By Pallab Ghosh Science correspondent, BBC News
Regulators in financial markets could learn from nature, says the report.The risk of financial meltdown is underestimated in the regulation of banks, according to a study.Researchers say that regulators could learn from complex networks that exist in nature.
Co-author Andy Haldane said: "in financial ecosystems evolutionary forces have often been survival of the fattest rather than the fittest" because of government support. Details of the research are published in the journal Nature.
According to Mr Haldane, who is the Bank of England's Executive Director of Financial Stability, financial models can be improved by studying how they operate in more detail. The first step, he says, is to gather data on how different elements interact. "In October 2008, the financial system, and world economy, fell off a cliff," he told BBC News. "Conventional economic models struggled to make sense of that. But such cliff edges and tipping points are commonplace in networks, from infectious diseases to power grids, from forest fires to the world wide web.
"The dynamics of these systems would help in developing economic models which make sense of the contagious consequences of Lehmans Brothers' failure".Mr Haldane reviewed scientific literature with the renowned epidemiologist and former government chief scientist, Lord May of the University of Oxford.
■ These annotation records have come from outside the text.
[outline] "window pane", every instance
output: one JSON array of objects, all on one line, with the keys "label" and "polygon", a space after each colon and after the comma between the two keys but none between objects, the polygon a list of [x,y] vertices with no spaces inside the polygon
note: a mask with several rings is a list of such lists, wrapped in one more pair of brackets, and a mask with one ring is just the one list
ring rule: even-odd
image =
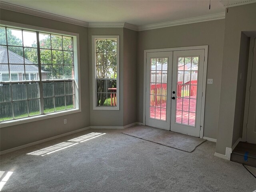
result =
[{"label": "window pane", "polygon": [[63,59],[64,65],[73,65],[74,58],[73,56],[73,52],[64,51]]},{"label": "window pane", "polygon": [[54,111],[54,105],[53,97],[44,99],[44,113],[48,113]]},{"label": "window pane", "polygon": [[27,90],[25,83],[12,84],[12,99],[22,100],[27,99]]},{"label": "window pane", "polygon": [[42,65],[52,64],[52,52],[47,49],[40,50],[40,59]]},{"label": "window pane", "polygon": [[53,82],[43,83],[44,97],[53,96]]},{"label": "window pane", "polygon": [[107,54],[107,64],[108,65],[116,66],[117,58],[116,54],[108,53]]},{"label": "window pane", "polygon": [[66,109],[65,96],[55,97],[55,111],[62,111]]},{"label": "window pane", "polygon": [[42,80],[52,79],[52,67],[51,65],[41,65]]},{"label": "window pane", "polygon": [[50,34],[39,33],[40,48],[51,48],[51,38]]},{"label": "window pane", "polygon": [[[33,80],[31,78],[31,74],[36,74],[38,73],[38,68],[37,66],[36,65],[25,65],[25,69],[26,70],[26,77],[27,76],[28,78],[26,78],[26,80]],[[30,78],[29,78],[30,74]],[[26,75],[28,75],[27,76]]]},{"label": "window pane", "polygon": [[64,66],[64,78],[74,79],[74,67]]},{"label": "window pane", "polygon": [[22,33],[21,30],[7,28],[7,40],[9,45],[22,46]]},{"label": "window pane", "polygon": [[5,32],[5,27],[0,27],[0,44],[2,45],[6,44],[6,36]]},{"label": "window pane", "polygon": [[105,39],[96,39],[96,52],[97,53],[104,52],[106,51],[106,40]]},{"label": "window pane", "polygon": [[103,66],[106,64],[107,55],[106,53],[96,54],[96,65]]},{"label": "window pane", "polygon": [[24,47],[37,47],[36,33],[23,31],[23,44]]},{"label": "window pane", "polygon": [[[1,38],[0,38],[0,39]],[[8,63],[7,48],[6,46],[0,46],[0,54],[1,54],[0,63]]]},{"label": "window pane", "polygon": [[51,35],[52,48],[53,49],[62,49],[62,39],[61,36]]},{"label": "window pane", "polygon": [[28,101],[14,102],[13,112],[15,119],[28,116]]},{"label": "window pane", "polygon": [[38,75],[36,73],[31,73],[30,74],[30,79],[31,80],[38,80]]},{"label": "window pane", "polygon": [[70,37],[63,37],[63,50],[73,50],[73,38]]},{"label": "window pane", "polygon": [[54,79],[62,79],[63,78],[63,66],[52,66],[52,78]]},{"label": "window pane", "polygon": [[72,109],[75,107],[74,97],[74,95],[68,95],[66,96],[67,109]]},{"label": "window pane", "polygon": [[24,48],[25,64],[38,64],[37,49]]},{"label": "window pane", "polygon": [[7,74],[6,73],[2,74],[1,75],[2,76],[2,80],[1,81],[9,81],[9,74]]},{"label": "window pane", "polygon": [[22,74],[22,80],[23,81],[29,81],[29,74]]},{"label": "window pane", "polygon": [[27,83],[28,98],[34,99],[39,98],[39,87],[38,83]]},{"label": "window pane", "polygon": [[108,39],[107,40],[107,47],[108,52],[116,52],[116,40]]},{"label": "window pane", "polygon": [[0,102],[11,101],[12,100],[11,94],[10,84],[2,84],[2,86],[0,86]]},{"label": "window pane", "polygon": [[23,49],[22,47],[8,47],[9,62],[17,64],[23,64]]},{"label": "window pane", "polygon": [[11,80],[12,81],[17,81],[18,80],[17,73],[11,74]]},{"label": "window pane", "polygon": [[52,64],[62,65],[63,64],[63,55],[62,51],[52,50]]},{"label": "window pane", "polygon": [[40,114],[40,102],[39,99],[28,101],[28,112],[30,116]]},{"label": "window pane", "polygon": [[55,82],[54,83],[54,96],[64,94],[64,82]]},{"label": "window pane", "polygon": [[98,106],[106,106],[107,104],[107,94],[98,93],[97,105]]},{"label": "window pane", "polygon": [[12,103],[8,102],[0,104],[0,121],[13,119]]},{"label": "window pane", "polygon": [[65,82],[65,94],[74,94],[74,82],[73,81],[66,81]]},{"label": "window pane", "polygon": [[106,83],[106,80],[97,80],[97,92],[98,93],[107,92]]},{"label": "window pane", "polygon": [[108,92],[116,92],[116,80],[107,80]]}]

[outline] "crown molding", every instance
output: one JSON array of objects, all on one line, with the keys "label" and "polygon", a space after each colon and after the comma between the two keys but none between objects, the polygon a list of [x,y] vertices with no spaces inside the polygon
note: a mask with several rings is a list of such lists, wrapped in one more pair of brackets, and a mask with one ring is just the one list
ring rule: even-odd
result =
[{"label": "crown molding", "polygon": [[28,8],[23,6],[17,6],[6,2],[0,2],[0,8],[84,27],[88,27],[89,25],[88,23],[85,21]]},{"label": "crown molding", "polygon": [[138,27],[128,23],[89,23],[88,27],[126,28],[134,31],[138,31]]},{"label": "crown molding", "polygon": [[211,15],[206,15],[200,17],[196,17],[187,19],[181,19],[175,21],[164,22],[150,25],[140,26],[138,28],[138,31],[144,31],[150,29],[163,28],[164,27],[171,27],[177,25],[190,24],[191,23],[198,23],[204,21],[208,21],[212,20],[216,20],[225,18],[225,12],[217,13]]},{"label": "crown molding", "polygon": [[[220,1],[225,2],[225,1]],[[248,4],[256,2],[256,0],[241,1],[242,2],[238,4],[238,3],[230,3],[230,4],[236,4],[240,5],[241,3]],[[206,15],[202,16],[194,17],[175,21],[170,21],[152,24],[137,26],[132,24],[126,23],[88,23],[80,20],[69,18],[58,15],[49,13],[35,9],[28,8],[22,6],[17,6],[6,2],[0,2],[0,8],[21,13],[50,19],[56,21],[79,25],[89,28],[124,28],[136,31],[150,30],[151,29],[162,28],[177,25],[190,24],[199,22],[203,22],[212,20],[225,18],[225,13]]]},{"label": "crown molding", "polygon": [[235,6],[239,6],[240,5],[245,5],[250,3],[256,2],[256,0],[244,0],[243,1],[239,1],[236,2],[232,2],[232,1],[228,1],[227,0],[222,0],[219,2],[223,5],[223,6],[225,7],[234,7]]}]

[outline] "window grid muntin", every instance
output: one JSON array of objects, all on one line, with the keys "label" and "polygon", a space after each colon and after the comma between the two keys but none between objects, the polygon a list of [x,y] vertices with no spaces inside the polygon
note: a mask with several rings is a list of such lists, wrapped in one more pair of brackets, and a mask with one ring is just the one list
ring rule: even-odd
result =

They compared the dynamics of financial interactions with other complex networks such as ecological food webs and the spread of diseases.
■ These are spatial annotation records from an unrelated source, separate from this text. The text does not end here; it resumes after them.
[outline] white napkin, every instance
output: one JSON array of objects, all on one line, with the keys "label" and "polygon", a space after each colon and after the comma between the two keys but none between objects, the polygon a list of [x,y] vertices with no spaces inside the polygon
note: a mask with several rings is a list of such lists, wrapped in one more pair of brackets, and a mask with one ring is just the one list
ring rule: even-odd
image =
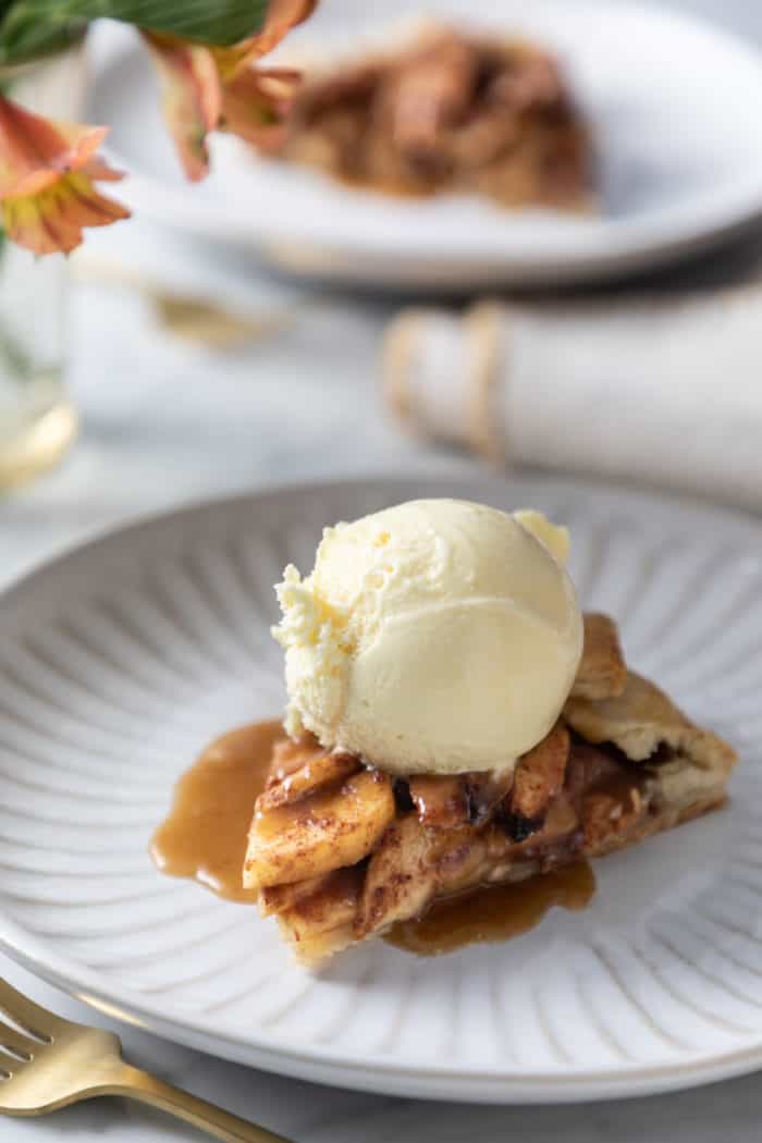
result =
[{"label": "white napkin", "polygon": [[762,283],[406,311],[384,377],[430,438],[762,507]]}]

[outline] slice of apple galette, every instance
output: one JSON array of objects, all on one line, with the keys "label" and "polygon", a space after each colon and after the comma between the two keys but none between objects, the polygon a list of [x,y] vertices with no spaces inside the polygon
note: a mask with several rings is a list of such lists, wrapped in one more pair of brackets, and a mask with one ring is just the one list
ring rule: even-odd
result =
[{"label": "slice of apple galette", "polygon": [[733,750],[625,664],[613,622],[584,616],[562,712],[513,768],[407,776],[278,743],[244,885],[304,964],[422,916],[442,897],[599,857],[725,799]]}]

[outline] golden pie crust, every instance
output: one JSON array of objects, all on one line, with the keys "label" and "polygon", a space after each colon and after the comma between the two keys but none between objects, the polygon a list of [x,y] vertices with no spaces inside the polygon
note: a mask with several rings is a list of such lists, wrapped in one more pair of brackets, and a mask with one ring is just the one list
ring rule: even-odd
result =
[{"label": "golden pie crust", "polygon": [[315,964],[435,900],[599,857],[721,806],[736,753],[627,670],[585,616],[577,681],[513,774],[393,780],[306,736],[276,745],[243,881]]}]

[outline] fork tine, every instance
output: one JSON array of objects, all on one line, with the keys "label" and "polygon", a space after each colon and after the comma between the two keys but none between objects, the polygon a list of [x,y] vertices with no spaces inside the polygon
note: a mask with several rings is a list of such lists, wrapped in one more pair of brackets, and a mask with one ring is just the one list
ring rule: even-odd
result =
[{"label": "fork tine", "polygon": [[40,1040],[50,1040],[55,1032],[66,1026],[65,1020],[54,1016],[47,1008],[32,1004],[3,980],[0,980],[0,1013]]},{"label": "fork tine", "polygon": [[[15,1028],[8,1028],[0,1021],[0,1053],[7,1052],[8,1055],[19,1055],[23,1057],[25,1063],[29,1063],[33,1058],[35,1050],[39,1052],[42,1047],[37,1040],[31,1040],[27,1036],[22,1036],[17,1032]],[[18,1063],[17,1060],[13,1060],[13,1063]],[[2,1066],[2,1058],[0,1056],[0,1068]]]}]

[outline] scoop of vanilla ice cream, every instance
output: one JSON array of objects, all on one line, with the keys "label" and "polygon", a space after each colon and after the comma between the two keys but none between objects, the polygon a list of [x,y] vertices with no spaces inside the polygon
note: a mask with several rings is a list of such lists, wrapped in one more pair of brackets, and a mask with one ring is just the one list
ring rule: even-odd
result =
[{"label": "scoop of vanilla ice cream", "polygon": [[286,727],[395,774],[503,769],[555,722],[583,626],[566,529],[465,501],[326,528],[276,588]]}]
“In finance it's often been survival of the fattest rather than the fittest”Andy Haldane Bank of England
Lord May told BBC News that natural ecosystems are "survivors over half a billion years of evolution whereas the banking system has no such pedigree and it's governed mainly by interactions with regulators and government". "A lot of the mathematics that underpins derivatives and credit default swaps rests on often implicit assumptions on things that are like a balance of nature, 'global equilibrium'. (But these) should be looked at in an analytical way rather than appealing to vague concepts such as perfect markets," he said.
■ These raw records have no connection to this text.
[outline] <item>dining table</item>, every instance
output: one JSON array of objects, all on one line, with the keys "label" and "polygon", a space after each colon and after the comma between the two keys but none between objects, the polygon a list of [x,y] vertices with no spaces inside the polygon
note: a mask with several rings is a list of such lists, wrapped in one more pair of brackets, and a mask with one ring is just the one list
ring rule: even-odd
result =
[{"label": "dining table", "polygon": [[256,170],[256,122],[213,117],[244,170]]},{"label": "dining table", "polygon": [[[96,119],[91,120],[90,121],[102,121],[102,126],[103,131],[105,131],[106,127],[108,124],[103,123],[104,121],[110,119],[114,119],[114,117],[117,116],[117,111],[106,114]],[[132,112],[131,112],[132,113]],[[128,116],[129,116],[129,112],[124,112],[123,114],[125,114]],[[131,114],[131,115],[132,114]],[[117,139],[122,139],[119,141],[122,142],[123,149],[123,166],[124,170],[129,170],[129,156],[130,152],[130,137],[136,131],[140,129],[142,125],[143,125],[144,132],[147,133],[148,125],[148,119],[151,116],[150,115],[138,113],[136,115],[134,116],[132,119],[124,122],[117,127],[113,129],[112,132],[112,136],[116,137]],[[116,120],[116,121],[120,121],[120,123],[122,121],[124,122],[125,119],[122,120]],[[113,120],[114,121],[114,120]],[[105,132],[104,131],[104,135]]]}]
Haldane and May cite research which suggests that the conceptual underpinning of how derivatives are priced is "invalid". Derivatives are financial instruments with values based on the predicted future movements of a share or currency.The studies show that the more complex such schemes are, the more unstable they become.
Analytical approach
Professor May commented: "When things do go pear shaped how do you stop it propagating right through the system?" He said he worries that that regulation has been set to reduce the risk to individual institutions but it may have increased the risk to the system as a whole.“Big banks should hold bigger reserves because they are more important in the context of the system,” Lord May Oxford University
In recent years there has been a trend for bigger banks to hold smaller capital reserves - which according to May and Haldane has made the financial system as a whole more vulnerable. "You would rather be inclined when looking at the propagation of risk to suggest that the relatively big banks hold relatively bigger reserves because they are more important in the context of the system," according to Lord May. In other words, if they fail everyone else fails. So May and Haldane say there should be more liquidity in the system - particularly for bigger banks. Liquidity is the ability of an asset to be bought or sold in a market without affecting the asset's price.
In the boom years, banks tend to run down their liquidity to make most use of their capital. And in bad times, they are building up liquidity as insurance. This results in less money being loaned to small businesses to keep them running.
Lord May commented: "In boom times when people are taking bigger risks you ought to hold bigger capital reserves and in bust times, when one of the priorities is to free up the money supply, you ought to hold smaller capital reserves."